Welcome back, aspiring software engineer! In our journey through Data Structures and Algorithms, we’ve explored how to set up our TypeScript development environment, understand core programming concepts, and analyze the efficiency of our code. Now, we’re ready to dive into some of the most fundamental and widely used data structures: Stacks and Queues.

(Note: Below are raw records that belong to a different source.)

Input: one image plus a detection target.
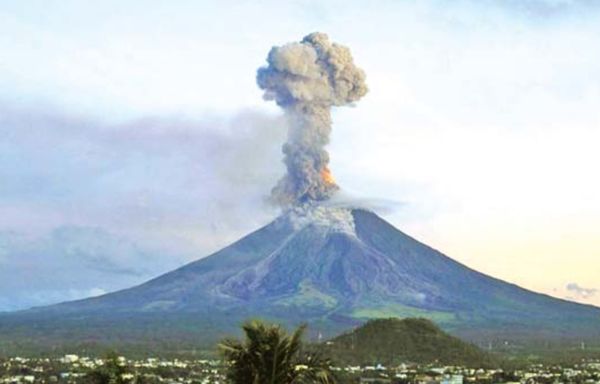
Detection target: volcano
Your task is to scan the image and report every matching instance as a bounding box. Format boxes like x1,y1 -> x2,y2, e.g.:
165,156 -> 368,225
0,205 -> 600,352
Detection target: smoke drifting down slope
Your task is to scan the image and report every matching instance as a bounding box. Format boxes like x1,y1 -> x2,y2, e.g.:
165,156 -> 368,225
256,33 -> 367,206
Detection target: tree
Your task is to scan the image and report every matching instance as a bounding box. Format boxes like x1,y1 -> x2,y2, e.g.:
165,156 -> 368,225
219,320 -> 334,384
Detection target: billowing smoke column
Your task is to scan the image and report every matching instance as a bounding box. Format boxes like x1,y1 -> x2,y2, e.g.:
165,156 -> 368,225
256,33 -> 367,206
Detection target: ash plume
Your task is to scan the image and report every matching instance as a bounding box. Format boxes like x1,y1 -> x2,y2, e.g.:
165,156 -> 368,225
256,32 -> 367,206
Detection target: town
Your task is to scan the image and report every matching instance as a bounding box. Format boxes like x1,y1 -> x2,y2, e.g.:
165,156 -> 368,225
0,354 -> 600,384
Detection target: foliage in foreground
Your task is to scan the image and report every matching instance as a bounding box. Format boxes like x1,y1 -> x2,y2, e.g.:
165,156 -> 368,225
219,320 -> 334,384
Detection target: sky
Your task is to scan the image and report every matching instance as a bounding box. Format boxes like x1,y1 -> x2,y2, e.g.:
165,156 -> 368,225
0,0 -> 600,310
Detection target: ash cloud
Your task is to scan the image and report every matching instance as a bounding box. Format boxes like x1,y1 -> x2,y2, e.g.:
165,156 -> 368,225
256,32 -> 367,206
566,283 -> 598,299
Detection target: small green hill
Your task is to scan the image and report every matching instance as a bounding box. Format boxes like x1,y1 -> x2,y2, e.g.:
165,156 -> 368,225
325,318 -> 493,367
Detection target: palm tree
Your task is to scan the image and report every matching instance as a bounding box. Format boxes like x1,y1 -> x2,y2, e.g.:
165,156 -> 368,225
219,320 -> 334,384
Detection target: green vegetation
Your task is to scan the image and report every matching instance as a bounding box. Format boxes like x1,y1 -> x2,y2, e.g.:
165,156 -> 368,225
219,320 -> 333,384
326,318 -> 493,367
352,304 -> 456,324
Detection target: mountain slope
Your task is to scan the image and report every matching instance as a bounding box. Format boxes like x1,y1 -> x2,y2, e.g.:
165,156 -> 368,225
325,318 -> 493,368
0,206 -> 600,352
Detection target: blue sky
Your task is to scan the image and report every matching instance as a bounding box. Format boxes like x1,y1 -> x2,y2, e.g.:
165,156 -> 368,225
0,0 -> 600,310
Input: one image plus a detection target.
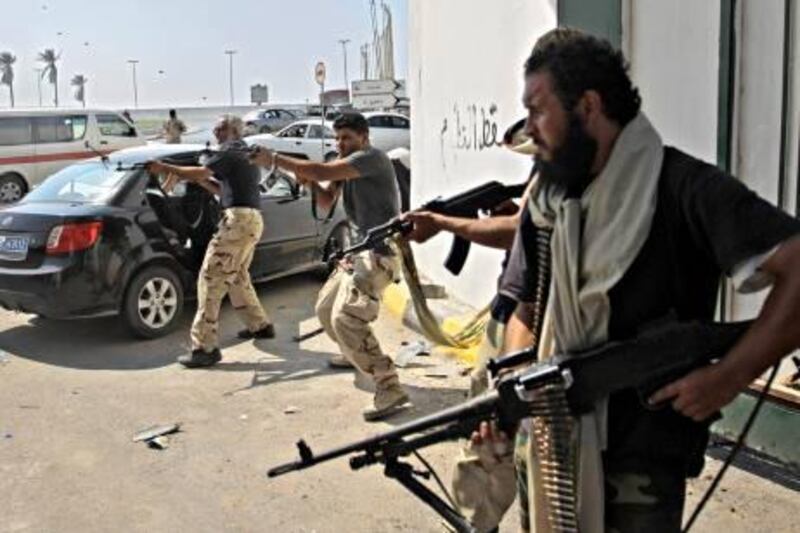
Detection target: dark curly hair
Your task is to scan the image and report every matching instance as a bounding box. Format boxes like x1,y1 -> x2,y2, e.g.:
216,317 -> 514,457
525,28 -> 642,126
333,113 -> 369,135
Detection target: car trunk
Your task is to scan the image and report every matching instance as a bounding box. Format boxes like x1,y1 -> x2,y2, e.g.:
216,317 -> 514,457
0,202 -> 97,269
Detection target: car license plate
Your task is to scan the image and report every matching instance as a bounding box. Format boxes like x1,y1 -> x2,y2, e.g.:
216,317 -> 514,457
0,235 -> 30,261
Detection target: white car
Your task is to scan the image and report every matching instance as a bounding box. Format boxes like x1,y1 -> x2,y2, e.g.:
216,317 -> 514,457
245,119 -> 337,162
247,111 -> 411,161
0,109 -> 145,203
364,111 -> 411,152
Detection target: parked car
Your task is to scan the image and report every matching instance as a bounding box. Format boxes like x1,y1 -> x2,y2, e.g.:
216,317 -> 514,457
245,119 -> 337,161
0,145 -> 350,338
242,109 -> 301,135
0,109 -> 145,203
364,111 -> 411,152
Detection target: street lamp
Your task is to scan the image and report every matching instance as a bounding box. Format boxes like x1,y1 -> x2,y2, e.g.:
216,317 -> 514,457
339,39 -> 350,100
128,59 -> 139,109
225,50 -> 236,107
33,68 -> 44,107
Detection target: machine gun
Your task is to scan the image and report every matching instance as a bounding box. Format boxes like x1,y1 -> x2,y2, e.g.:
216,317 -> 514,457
330,181 -> 527,275
268,320 -> 752,533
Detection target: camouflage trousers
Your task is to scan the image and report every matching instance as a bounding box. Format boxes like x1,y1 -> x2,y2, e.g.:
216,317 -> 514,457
514,432 -> 686,533
191,207 -> 270,352
452,318 -> 516,533
315,252 -> 399,388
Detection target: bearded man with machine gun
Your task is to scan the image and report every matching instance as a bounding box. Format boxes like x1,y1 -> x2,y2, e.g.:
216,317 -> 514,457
273,29 -> 800,533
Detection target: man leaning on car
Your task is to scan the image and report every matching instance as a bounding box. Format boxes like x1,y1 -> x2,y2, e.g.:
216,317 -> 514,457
148,115 -> 275,368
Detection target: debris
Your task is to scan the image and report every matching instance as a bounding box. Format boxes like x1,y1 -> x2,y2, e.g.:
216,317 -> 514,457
292,328 -> 325,342
424,366 -> 453,379
147,435 -> 169,450
133,423 -> 181,445
420,284 -> 447,300
394,340 -> 431,368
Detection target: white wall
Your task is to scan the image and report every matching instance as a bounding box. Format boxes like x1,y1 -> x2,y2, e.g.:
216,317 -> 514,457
623,0 -> 720,163
730,0 -> 796,319
409,0 -> 556,307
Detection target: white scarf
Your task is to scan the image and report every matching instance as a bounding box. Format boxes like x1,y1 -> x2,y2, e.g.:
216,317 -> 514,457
528,113 -> 664,533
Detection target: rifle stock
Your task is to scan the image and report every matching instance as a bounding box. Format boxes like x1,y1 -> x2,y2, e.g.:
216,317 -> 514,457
329,181 -> 527,275
268,321 -> 752,477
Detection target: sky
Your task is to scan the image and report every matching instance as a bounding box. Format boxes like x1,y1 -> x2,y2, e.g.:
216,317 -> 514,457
0,0 -> 408,108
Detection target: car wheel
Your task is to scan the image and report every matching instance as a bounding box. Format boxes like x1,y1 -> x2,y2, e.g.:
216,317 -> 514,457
122,266 -> 183,339
0,174 -> 28,204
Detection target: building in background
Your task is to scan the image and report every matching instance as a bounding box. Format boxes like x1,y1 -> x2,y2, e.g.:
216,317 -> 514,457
408,0 -> 800,462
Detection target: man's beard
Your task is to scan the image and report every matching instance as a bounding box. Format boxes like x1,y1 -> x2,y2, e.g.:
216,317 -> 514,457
537,113 -> 597,197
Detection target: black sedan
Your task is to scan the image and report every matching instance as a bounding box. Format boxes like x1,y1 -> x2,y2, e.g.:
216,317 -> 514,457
0,145 -> 350,338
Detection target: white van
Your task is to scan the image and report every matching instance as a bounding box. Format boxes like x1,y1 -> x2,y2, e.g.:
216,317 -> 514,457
0,109 -> 145,203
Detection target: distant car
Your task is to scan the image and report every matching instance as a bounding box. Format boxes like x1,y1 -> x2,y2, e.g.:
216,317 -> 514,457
364,111 -> 411,152
0,109 -> 145,203
245,118 -> 337,162
242,109 -> 301,135
0,145 -> 350,338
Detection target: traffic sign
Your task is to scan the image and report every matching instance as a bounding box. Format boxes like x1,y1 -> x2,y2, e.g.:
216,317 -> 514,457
353,94 -> 400,109
314,61 -> 325,85
353,80 -> 405,95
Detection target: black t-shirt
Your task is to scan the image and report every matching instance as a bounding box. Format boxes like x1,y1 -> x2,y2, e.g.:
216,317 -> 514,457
205,141 -> 261,209
500,147 -> 800,475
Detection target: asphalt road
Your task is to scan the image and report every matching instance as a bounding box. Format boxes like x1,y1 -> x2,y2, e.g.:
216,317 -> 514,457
0,275 -> 800,533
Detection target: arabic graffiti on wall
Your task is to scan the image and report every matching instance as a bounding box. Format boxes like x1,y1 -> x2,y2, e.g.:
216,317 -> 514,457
439,103 -> 502,167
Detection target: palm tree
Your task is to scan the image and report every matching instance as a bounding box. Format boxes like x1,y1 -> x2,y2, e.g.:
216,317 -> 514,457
0,52 -> 17,107
39,48 -> 61,107
71,74 -> 89,107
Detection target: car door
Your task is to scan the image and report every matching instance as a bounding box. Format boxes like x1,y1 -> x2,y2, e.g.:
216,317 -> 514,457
0,116 -> 36,189
305,124 -> 336,162
274,124 -> 308,159
250,172 -> 317,278
367,115 -> 394,152
90,113 -> 144,152
32,113 -> 91,183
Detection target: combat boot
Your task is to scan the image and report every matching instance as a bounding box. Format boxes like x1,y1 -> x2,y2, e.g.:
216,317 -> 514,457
178,348 -> 222,368
362,383 -> 409,422
236,324 -> 275,340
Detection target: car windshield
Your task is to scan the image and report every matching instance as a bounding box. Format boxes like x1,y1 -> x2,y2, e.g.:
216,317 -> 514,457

These aren’t just abstract concepts; they are the workhorses behind many everyday applications, from your browser’s back button to operating system task management. By the end of this chapter, you’ll not only understand the “what” and “why” of Stacks and Queues but also gain practical skills in implementing them efficiently in TypeScript, analyzing their performance, and recognizing their real-world utility. Get ready to add two powerful tools to your DSA toolkit!

What are Ordered Collections?

Before we jump into Stacks and Queues, let’s briefly revisit the idea of “ordered collections.” In programming, a collection is simply a group of items. An ordered collection means that the items have a specific sequence or position. Think of an array: [10, 20, 30]. The 10 is at index 0, 20 at 1, and 30 at 2. The order matters.

Stacks and Queues are special types of ordered collections that enforce strict rules about how you can add and remove items. This restriction is precisely what makes them so useful for specific problems!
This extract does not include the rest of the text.